BSPF - 10/05/2014
A Advocacia-Geral da União (AGU) impediu, na Justiça, que um
candidato do concurso da Polícia Rodoviária Federal (PRF) continuasse a
participar da seleção sem apresentar os devidos exames médicos exigidos. A
atuação comprovou na primeira e segunda instâncias a ausência do direito
líquido e certo para a participação nas demais etapas do certame.

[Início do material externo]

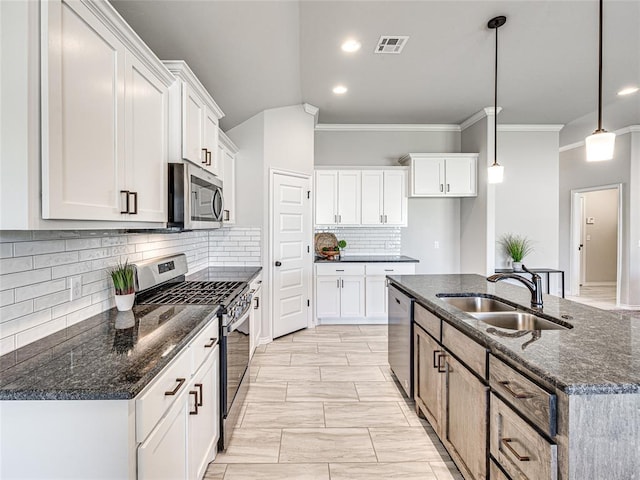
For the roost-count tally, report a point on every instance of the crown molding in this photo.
(621, 131)
(476, 117)
(529, 128)
(382, 127)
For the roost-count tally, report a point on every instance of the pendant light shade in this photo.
(600, 144)
(496, 171)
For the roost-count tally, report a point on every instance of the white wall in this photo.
(526, 203)
(430, 219)
(577, 173)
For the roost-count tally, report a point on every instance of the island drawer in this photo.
(518, 448)
(204, 343)
(427, 320)
(390, 268)
(525, 396)
(156, 398)
(340, 269)
(467, 350)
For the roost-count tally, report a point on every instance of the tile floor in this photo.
(322, 406)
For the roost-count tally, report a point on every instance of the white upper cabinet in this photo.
(195, 119)
(104, 118)
(438, 175)
(337, 197)
(227, 157)
(384, 199)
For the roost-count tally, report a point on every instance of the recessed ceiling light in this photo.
(628, 90)
(351, 46)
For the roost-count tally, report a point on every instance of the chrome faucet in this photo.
(534, 285)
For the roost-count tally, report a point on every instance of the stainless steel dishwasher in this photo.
(401, 338)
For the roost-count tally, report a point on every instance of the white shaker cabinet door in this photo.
(326, 197)
(213, 161)
(82, 115)
(146, 142)
(395, 198)
(349, 198)
(193, 115)
(372, 197)
(352, 296)
(327, 296)
(163, 455)
(461, 176)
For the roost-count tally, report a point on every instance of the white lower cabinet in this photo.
(348, 292)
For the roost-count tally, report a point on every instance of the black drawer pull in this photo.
(175, 390)
(507, 443)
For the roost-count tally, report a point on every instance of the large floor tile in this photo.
(371, 358)
(252, 445)
(321, 392)
(286, 374)
(381, 471)
(266, 392)
(326, 445)
(364, 414)
(301, 359)
(282, 415)
(343, 347)
(351, 374)
(403, 444)
(282, 471)
(261, 359)
(378, 392)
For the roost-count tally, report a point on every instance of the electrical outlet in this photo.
(75, 288)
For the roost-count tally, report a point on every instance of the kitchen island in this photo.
(573, 393)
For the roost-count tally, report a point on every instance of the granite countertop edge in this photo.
(458, 319)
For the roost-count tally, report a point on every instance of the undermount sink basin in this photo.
(516, 321)
(477, 304)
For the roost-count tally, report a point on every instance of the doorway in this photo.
(596, 245)
(290, 253)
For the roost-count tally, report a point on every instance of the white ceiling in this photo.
(254, 55)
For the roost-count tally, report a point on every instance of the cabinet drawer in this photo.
(154, 401)
(204, 343)
(427, 320)
(471, 353)
(340, 269)
(390, 268)
(521, 451)
(528, 398)
(495, 473)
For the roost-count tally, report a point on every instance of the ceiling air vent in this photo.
(391, 43)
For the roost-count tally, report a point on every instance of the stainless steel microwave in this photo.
(195, 198)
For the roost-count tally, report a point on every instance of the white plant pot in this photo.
(125, 319)
(125, 302)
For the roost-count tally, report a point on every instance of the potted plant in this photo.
(123, 283)
(517, 247)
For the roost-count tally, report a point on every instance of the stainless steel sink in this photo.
(477, 304)
(516, 321)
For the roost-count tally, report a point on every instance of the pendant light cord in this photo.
(599, 70)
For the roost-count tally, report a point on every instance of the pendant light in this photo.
(496, 171)
(600, 143)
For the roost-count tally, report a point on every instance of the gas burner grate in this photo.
(196, 293)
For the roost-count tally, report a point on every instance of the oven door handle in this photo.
(234, 326)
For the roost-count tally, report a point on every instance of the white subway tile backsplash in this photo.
(36, 268)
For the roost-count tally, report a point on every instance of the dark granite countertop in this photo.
(92, 360)
(599, 355)
(369, 259)
(225, 274)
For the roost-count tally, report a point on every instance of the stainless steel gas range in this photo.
(161, 281)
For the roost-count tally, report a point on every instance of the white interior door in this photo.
(291, 247)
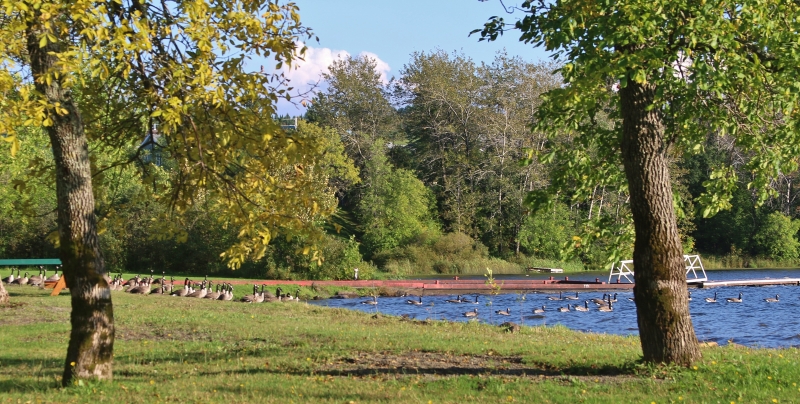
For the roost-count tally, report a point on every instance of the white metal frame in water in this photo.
(693, 265)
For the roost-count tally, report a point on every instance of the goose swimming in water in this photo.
(733, 299)
(456, 300)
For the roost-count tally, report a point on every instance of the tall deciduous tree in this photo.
(175, 69)
(355, 102)
(685, 70)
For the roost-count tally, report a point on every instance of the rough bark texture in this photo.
(3, 294)
(90, 350)
(662, 306)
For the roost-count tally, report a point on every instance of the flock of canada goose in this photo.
(150, 285)
(224, 291)
(604, 304)
(36, 280)
(204, 289)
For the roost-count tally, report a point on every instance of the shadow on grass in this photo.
(43, 374)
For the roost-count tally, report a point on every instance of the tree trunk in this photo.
(90, 350)
(3, 293)
(662, 306)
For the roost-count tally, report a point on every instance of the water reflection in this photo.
(753, 322)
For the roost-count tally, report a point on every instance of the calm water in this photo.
(753, 322)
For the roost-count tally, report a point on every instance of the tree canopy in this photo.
(672, 74)
(176, 72)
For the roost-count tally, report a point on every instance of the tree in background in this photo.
(396, 207)
(776, 237)
(356, 104)
(467, 126)
(175, 69)
(685, 70)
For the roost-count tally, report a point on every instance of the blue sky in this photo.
(391, 30)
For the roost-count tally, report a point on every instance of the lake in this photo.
(753, 322)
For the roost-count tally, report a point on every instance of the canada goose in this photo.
(141, 289)
(200, 293)
(734, 299)
(250, 298)
(259, 298)
(227, 293)
(456, 300)
(23, 280)
(185, 291)
(53, 278)
(213, 295)
(159, 290)
(466, 300)
(133, 280)
(10, 279)
(600, 302)
(36, 280)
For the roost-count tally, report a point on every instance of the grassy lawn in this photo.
(172, 349)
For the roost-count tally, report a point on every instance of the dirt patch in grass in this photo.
(444, 364)
(160, 333)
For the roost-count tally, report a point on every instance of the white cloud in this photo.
(305, 74)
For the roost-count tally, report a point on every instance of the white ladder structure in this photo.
(693, 265)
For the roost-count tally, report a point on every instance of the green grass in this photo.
(188, 350)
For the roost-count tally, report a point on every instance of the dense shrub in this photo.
(543, 234)
(776, 238)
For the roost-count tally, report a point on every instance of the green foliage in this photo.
(177, 69)
(545, 232)
(776, 237)
(395, 207)
(342, 256)
(355, 103)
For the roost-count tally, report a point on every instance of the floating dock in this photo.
(751, 282)
(455, 285)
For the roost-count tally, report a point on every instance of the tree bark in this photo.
(90, 349)
(662, 306)
(3, 294)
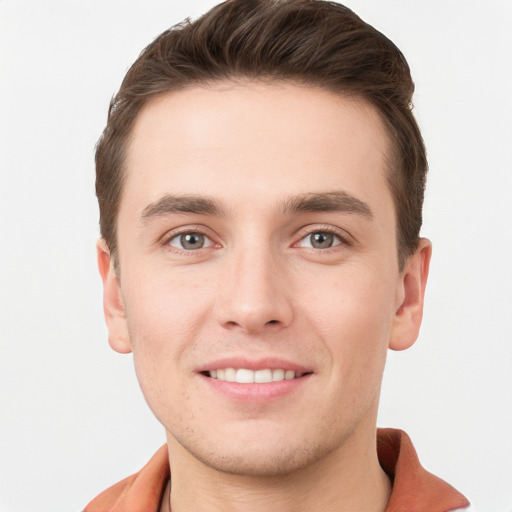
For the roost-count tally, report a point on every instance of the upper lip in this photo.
(261, 363)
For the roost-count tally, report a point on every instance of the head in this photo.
(315, 43)
(260, 183)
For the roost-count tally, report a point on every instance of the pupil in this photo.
(192, 241)
(322, 240)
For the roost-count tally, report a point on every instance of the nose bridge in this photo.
(255, 291)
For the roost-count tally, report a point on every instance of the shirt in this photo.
(414, 488)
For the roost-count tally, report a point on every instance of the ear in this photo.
(407, 321)
(113, 306)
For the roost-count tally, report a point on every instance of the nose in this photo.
(255, 295)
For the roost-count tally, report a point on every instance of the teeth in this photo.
(245, 376)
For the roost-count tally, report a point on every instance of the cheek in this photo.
(354, 315)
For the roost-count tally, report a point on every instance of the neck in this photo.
(349, 479)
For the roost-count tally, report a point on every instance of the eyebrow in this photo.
(327, 202)
(188, 204)
(302, 203)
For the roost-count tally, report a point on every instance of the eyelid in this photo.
(183, 230)
(344, 237)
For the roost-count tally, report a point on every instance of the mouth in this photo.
(248, 376)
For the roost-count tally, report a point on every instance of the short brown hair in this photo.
(311, 42)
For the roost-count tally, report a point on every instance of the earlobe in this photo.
(113, 306)
(409, 313)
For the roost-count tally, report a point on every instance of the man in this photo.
(260, 182)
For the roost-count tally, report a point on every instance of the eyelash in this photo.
(343, 238)
(191, 230)
(305, 233)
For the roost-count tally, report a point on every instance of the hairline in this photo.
(391, 158)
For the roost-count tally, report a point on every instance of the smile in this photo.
(246, 376)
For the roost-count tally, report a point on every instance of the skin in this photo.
(260, 288)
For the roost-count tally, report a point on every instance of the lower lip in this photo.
(255, 393)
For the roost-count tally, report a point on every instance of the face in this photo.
(259, 286)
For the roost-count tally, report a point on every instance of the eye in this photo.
(320, 240)
(190, 241)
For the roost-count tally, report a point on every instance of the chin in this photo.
(261, 457)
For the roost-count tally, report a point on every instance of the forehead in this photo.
(244, 140)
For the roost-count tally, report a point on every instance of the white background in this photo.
(72, 419)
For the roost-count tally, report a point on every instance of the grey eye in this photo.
(190, 241)
(320, 240)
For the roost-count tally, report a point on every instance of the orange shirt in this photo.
(414, 488)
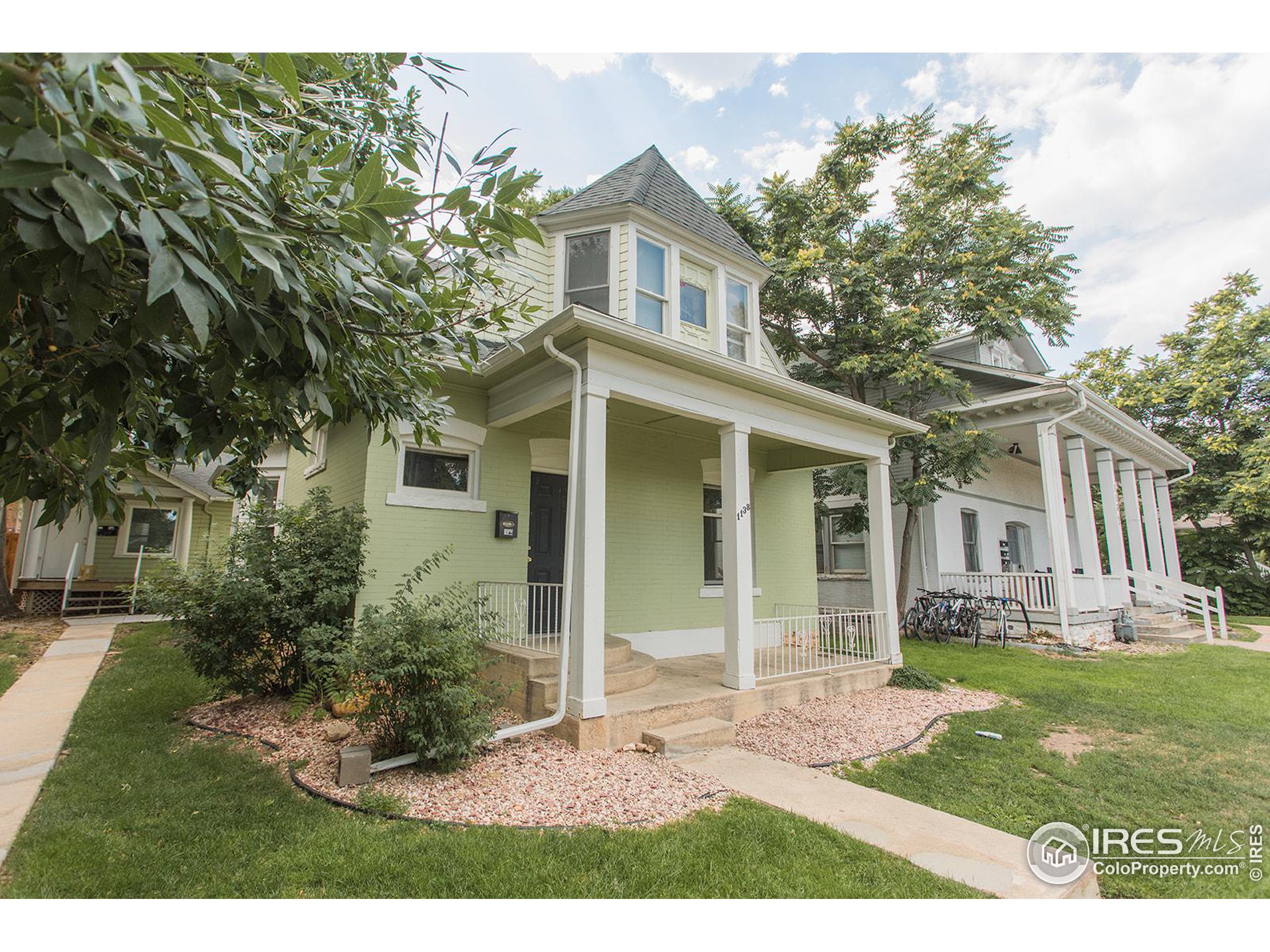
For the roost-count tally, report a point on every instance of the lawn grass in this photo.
(1184, 743)
(139, 808)
(1237, 626)
(22, 643)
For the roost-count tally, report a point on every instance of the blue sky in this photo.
(1157, 162)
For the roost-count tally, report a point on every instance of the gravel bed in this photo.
(530, 781)
(855, 725)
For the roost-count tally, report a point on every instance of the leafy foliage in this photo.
(277, 612)
(861, 295)
(418, 663)
(1207, 393)
(207, 253)
(915, 678)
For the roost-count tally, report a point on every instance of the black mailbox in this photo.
(506, 524)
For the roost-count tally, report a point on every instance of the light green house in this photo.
(694, 515)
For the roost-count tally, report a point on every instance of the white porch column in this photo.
(1086, 526)
(1151, 521)
(1133, 517)
(1056, 521)
(185, 530)
(1112, 522)
(738, 567)
(586, 696)
(882, 554)
(1165, 503)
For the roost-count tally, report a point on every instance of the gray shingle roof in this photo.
(651, 182)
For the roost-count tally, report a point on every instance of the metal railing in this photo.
(1034, 590)
(1160, 590)
(813, 639)
(524, 613)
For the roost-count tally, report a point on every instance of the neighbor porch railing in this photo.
(1160, 590)
(804, 639)
(1034, 590)
(524, 613)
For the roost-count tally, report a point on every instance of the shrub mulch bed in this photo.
(530, 781)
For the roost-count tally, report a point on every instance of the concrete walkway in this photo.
(36, 714)
(949, 846)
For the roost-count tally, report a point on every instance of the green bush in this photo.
(916, 678)
(417, 665)
(277, 611)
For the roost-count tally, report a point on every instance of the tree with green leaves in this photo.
(861, 295)
(1208, 394)
(206, 254)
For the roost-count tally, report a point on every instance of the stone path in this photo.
(36, 713)
(949, 846)
(1262, 644)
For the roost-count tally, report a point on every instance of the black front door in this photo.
(548, 494)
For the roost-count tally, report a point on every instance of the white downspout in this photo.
(570, 525)
(1065, 584)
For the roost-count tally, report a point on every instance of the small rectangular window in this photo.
(426, 469)
(651, 300)
(693, 304)
(153, 529)
(586, 280)
(971, 540)
(738, 320)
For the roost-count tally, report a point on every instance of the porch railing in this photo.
(813, 639)
(524, 613)
(1034, 590)
(1160, 590)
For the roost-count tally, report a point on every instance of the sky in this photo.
(1159, 163)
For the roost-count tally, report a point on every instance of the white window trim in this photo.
(319, 455)
(121, 542)
(457, 438)
(751, 316)
(670, 310)
(827, 551)
(562, 277)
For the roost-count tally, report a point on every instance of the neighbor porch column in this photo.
(738, 567)
(1056, 521)
(185, 530)
(1165, 503)
(1112, 525)
(882, 555)
(1133, 524)
(1151, 521)
(586, 696)
(1086, 526)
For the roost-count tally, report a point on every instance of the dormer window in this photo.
(738, 320)
(586, 276)
(651, 286)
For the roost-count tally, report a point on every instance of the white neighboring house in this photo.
(1029, 530)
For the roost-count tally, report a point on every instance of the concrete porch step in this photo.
(691, 737)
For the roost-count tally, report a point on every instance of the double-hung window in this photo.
(586, 273)
(651, 286)
(971, 540)
(738, 320)
(840, 552)
(153, 527)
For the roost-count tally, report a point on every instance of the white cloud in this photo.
(1157, 163)
(701, 76)
(698, 158)
(567, 65)
(926, 82)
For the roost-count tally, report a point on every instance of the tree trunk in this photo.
(8, 607)
(906, 551)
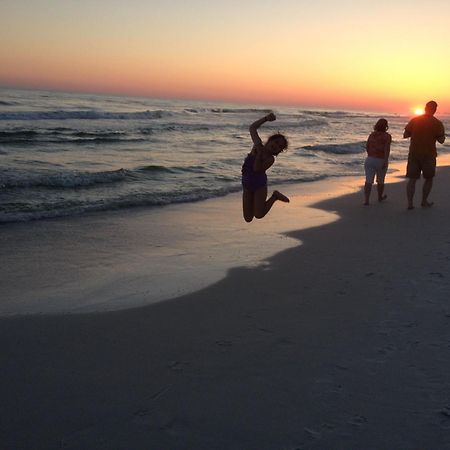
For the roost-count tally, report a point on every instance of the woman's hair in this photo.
(381, 125)
(281, 137)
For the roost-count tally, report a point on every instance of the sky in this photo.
(373, 55)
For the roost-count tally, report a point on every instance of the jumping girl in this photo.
(254, 178)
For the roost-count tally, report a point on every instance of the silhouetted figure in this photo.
(378, 148)
(424, 131)
(254, 178)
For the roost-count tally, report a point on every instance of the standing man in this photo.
(424, 131)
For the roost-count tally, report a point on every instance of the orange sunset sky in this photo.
(372, 55)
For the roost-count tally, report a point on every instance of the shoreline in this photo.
(116, 261)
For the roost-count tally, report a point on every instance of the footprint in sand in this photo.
(358, 420)
(445, 417)
(224, 343)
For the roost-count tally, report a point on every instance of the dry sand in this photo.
(342, 342)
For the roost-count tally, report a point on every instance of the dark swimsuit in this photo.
(252, 180)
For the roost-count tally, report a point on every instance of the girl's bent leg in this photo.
(367, 190)
(247, 205)
(262, 205)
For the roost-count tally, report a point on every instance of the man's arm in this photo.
(255, 125)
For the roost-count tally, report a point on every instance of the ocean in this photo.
(69, 154)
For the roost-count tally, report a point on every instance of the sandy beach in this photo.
(340, 340)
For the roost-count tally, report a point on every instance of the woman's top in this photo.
(377, 143)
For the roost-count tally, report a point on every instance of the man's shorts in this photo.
(374, 166)
(418, 164)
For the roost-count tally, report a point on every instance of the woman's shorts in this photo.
(374, 166)
(418, 164)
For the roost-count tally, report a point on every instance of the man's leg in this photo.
(427, 185)
(367, 190)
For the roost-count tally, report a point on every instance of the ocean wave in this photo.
(228, 110)
(339, 149)
(311, 123)
(17, 135)
(27, 212)
(84, 115)
(65, 180)
(64, 135)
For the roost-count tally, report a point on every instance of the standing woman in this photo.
(254, 178)
(378, 149)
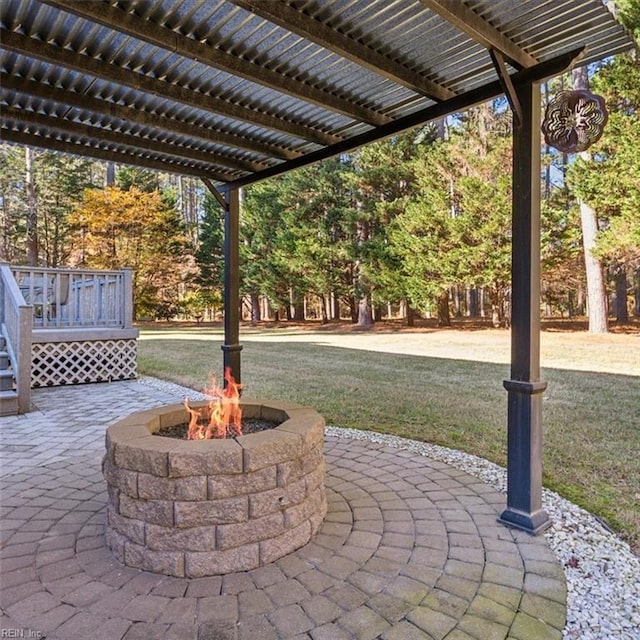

O autor da ação havia sido eliminado do concurso alegando
que não entregou alguns exames oftalmológicos por culpa exclusiva do médico,
que não requisitou todos os exames solicitados no edital. Afirmou que estaria
apto física e mentalmente para concorrer e, pelo fato, não poderia ser
responsabilizado e prejudicado, tendo em vista que apresentou os laudos
exigidos na fase de recurso. Assim, considerou a eliminação ilegal e requereu
liminar para prosseguir no concurso e ser convocado para o Curso de Formação
Profissional.
A liminar requerida foi negada na primeira instância. O
candidato eliminado então recorreu ao Tribunal Regional Federal da 1ª Região
(TRF1) reiterando os argumentos. Contestando o pedido, a Procuradoria-Regional
Federal da 1ª Região (PRF1) e a Procuradoria Federal junto à Fundação
Universidade Federal de Brasília (PF/FUB), responsável pela organização do
concurso, atuaram em conjunto.
Os procuradores federais informaram que o autor da ação foi
reprovado porque descumpriu o item 1.5.1.2 do Anexo III do edital, acerca do
laudo oftalmológico, deixando de apresentar a descrição da acuidade visual (com
e sem correção), da motricidade ocular e do senso cromático. Em razão disto,
ele foi declarado inapto na fase de avaliação de saúde pela Junta Médica do
certame.
A decisão, acrescentou os procuradores, está de acordo com
os princípios da vinculação ao edital e ao da isonomia, pois todos os
candidatos que não entregaram os exames médicos no prazo foram eliminados,
sendo incabível a complementação da documentação na fase recursal.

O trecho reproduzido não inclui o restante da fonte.